In a 10 or 12 inch oven-proof skillet, cook the ground beef over medium-high heat, breaking it apart, until browned and cooked through. Drain excess fat. Transfer the cooked beef to a plate and set aside.
Reduce to medium heat. To the same skillet, add a few drizzles of olive oil and cook the diced onions until softened, about 4 minutes. Add the minced garlic, thyme, rosemary, and paprika, and cook for another 1 to 2 minutes until fragrant.
Return the cooked beef to the skillet. Stir in the tomato paste, Worcestershire sauce, and canned diced tomatoes until combined.
Sprinkle the flour over the mixture and stir to evenly coat. Gradually, add the beef broth, braking up any lumps. Bring to a simmer (it will thicken). If too thick, add more broth as needed.
Stir in the mixed vegetables and simmer on low for 3-4 minutes. Season with salt and pepper. Turn off the heat.

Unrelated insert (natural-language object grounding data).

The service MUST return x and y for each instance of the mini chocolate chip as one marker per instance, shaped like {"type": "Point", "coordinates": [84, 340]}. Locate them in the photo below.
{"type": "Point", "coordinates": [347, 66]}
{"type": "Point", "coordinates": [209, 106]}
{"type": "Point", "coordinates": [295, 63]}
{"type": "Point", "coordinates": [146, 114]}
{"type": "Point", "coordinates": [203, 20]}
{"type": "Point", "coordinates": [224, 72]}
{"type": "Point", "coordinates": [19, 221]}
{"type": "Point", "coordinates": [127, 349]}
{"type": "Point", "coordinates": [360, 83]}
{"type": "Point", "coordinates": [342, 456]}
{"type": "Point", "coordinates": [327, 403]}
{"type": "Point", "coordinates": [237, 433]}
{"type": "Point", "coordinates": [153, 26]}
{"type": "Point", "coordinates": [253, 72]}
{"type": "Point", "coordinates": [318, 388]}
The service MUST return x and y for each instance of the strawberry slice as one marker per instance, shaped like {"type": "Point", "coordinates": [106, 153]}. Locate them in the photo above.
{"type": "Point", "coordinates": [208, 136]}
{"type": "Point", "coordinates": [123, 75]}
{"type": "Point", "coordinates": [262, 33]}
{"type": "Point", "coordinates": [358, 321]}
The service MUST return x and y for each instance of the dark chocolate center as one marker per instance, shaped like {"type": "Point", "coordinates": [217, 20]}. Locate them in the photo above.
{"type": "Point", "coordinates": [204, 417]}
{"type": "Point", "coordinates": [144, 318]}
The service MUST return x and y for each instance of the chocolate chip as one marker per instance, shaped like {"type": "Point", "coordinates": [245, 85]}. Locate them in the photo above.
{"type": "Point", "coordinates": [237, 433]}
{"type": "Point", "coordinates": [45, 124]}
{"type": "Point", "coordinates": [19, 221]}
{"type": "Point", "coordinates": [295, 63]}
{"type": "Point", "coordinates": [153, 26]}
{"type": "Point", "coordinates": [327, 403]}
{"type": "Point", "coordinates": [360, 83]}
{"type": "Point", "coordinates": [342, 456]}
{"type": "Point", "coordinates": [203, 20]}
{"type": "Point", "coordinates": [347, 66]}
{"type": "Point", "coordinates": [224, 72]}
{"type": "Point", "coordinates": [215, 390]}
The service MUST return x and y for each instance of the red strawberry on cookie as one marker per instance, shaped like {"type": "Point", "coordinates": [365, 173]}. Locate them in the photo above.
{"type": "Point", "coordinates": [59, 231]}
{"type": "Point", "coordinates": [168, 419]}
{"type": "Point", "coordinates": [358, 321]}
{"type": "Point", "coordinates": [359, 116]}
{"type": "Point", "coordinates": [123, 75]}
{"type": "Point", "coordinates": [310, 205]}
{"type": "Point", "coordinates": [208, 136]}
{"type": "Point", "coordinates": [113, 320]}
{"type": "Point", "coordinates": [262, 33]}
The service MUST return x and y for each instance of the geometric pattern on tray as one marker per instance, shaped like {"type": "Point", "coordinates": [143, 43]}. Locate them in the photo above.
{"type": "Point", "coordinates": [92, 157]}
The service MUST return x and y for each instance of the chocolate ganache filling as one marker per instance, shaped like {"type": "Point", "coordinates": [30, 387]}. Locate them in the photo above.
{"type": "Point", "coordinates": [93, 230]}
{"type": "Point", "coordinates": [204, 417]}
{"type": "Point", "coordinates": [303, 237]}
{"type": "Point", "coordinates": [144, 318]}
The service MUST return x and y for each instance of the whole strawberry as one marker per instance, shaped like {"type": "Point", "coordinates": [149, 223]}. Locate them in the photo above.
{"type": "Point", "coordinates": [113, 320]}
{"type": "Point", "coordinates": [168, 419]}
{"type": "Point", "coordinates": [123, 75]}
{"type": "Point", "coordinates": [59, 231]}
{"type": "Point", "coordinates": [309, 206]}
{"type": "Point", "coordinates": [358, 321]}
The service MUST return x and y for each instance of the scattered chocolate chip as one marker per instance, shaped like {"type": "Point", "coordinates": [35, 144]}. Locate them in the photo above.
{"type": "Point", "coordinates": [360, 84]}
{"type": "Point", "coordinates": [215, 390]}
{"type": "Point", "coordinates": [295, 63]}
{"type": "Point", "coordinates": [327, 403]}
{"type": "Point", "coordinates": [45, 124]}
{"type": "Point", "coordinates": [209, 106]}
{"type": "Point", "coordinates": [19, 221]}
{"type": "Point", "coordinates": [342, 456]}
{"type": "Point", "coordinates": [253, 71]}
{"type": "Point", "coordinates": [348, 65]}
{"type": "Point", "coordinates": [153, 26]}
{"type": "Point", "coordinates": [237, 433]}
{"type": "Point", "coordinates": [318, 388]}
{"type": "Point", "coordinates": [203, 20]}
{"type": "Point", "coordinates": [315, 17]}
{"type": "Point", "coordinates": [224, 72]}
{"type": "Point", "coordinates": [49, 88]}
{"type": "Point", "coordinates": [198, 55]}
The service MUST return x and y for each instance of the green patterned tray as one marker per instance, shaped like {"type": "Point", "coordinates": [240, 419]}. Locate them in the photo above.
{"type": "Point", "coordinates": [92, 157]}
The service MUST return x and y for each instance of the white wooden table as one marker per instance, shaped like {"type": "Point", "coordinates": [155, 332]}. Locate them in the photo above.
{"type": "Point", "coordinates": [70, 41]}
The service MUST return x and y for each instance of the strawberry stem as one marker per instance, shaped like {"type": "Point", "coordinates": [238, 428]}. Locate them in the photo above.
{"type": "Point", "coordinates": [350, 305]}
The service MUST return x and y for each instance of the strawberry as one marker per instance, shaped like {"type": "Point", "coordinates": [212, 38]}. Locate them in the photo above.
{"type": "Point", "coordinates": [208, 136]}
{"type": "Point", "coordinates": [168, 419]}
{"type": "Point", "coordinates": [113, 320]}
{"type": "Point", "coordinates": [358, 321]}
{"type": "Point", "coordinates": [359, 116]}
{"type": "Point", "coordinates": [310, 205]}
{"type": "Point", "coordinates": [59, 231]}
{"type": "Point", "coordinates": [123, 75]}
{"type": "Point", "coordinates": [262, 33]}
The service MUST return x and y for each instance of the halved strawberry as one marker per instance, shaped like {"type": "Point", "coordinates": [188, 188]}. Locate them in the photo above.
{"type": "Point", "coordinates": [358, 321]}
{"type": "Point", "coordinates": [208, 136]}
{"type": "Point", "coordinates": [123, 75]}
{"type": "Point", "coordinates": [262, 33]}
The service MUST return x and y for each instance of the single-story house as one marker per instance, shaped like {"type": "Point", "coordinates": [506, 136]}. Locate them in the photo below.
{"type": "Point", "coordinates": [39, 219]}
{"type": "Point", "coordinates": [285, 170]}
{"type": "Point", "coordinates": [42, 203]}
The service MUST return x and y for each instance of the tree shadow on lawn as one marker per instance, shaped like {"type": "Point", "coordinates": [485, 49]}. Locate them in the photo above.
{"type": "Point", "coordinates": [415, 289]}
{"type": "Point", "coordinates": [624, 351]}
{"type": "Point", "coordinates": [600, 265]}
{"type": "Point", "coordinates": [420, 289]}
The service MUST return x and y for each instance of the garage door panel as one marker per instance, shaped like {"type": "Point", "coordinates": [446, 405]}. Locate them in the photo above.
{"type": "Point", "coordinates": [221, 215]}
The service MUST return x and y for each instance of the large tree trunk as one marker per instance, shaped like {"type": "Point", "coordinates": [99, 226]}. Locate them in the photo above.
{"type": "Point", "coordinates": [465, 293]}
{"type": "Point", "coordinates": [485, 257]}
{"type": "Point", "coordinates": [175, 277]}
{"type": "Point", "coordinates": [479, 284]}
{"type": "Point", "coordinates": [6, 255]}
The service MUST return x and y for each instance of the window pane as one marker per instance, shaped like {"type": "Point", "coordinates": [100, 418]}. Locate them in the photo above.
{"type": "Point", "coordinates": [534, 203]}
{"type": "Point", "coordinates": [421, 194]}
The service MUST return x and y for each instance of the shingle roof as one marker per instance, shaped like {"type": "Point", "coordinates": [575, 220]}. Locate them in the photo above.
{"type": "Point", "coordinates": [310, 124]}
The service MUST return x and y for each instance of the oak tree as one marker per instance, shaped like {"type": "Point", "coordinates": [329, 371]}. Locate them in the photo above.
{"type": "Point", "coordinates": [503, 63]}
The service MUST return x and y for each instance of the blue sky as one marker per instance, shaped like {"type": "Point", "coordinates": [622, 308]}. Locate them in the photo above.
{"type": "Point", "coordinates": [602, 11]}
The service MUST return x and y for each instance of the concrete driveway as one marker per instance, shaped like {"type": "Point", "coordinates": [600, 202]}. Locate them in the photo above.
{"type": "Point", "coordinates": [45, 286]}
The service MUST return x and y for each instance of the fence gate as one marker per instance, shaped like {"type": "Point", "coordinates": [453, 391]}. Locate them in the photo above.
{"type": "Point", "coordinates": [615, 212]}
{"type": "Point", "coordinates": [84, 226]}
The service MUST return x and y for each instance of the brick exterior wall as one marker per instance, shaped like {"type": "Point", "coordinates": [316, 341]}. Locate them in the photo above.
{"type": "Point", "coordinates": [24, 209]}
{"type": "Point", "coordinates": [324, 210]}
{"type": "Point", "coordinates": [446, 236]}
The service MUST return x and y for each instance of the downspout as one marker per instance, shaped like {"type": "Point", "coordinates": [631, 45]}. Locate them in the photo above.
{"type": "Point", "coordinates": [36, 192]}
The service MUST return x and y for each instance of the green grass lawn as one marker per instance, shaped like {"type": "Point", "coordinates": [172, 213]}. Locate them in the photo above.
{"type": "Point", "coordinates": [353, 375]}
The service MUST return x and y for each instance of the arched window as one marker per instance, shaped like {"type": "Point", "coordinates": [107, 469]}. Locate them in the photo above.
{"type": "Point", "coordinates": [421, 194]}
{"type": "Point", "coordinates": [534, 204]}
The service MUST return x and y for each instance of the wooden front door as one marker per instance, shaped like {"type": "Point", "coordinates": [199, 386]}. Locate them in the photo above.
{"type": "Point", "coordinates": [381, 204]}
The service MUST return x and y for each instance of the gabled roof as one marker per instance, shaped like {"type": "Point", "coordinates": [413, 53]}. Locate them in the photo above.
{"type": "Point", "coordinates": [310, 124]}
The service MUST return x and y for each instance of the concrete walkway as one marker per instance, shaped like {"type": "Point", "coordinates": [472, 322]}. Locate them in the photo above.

Evenly spread the mashed potatoes over the filling. Brush with melted butter. Decorate by creating patterns with a rubber spatula or fork. Note: if the mashed potatoes are cold, reheat before using so it's easier to spread.
Place the skillet on a large sheet pan in case some of the filling spills over. Bake for about 25 minutes until golden brown. If you want it more golden brown, broil for about 1-2 minutes. Garnish with chopped parsley. Enjoy!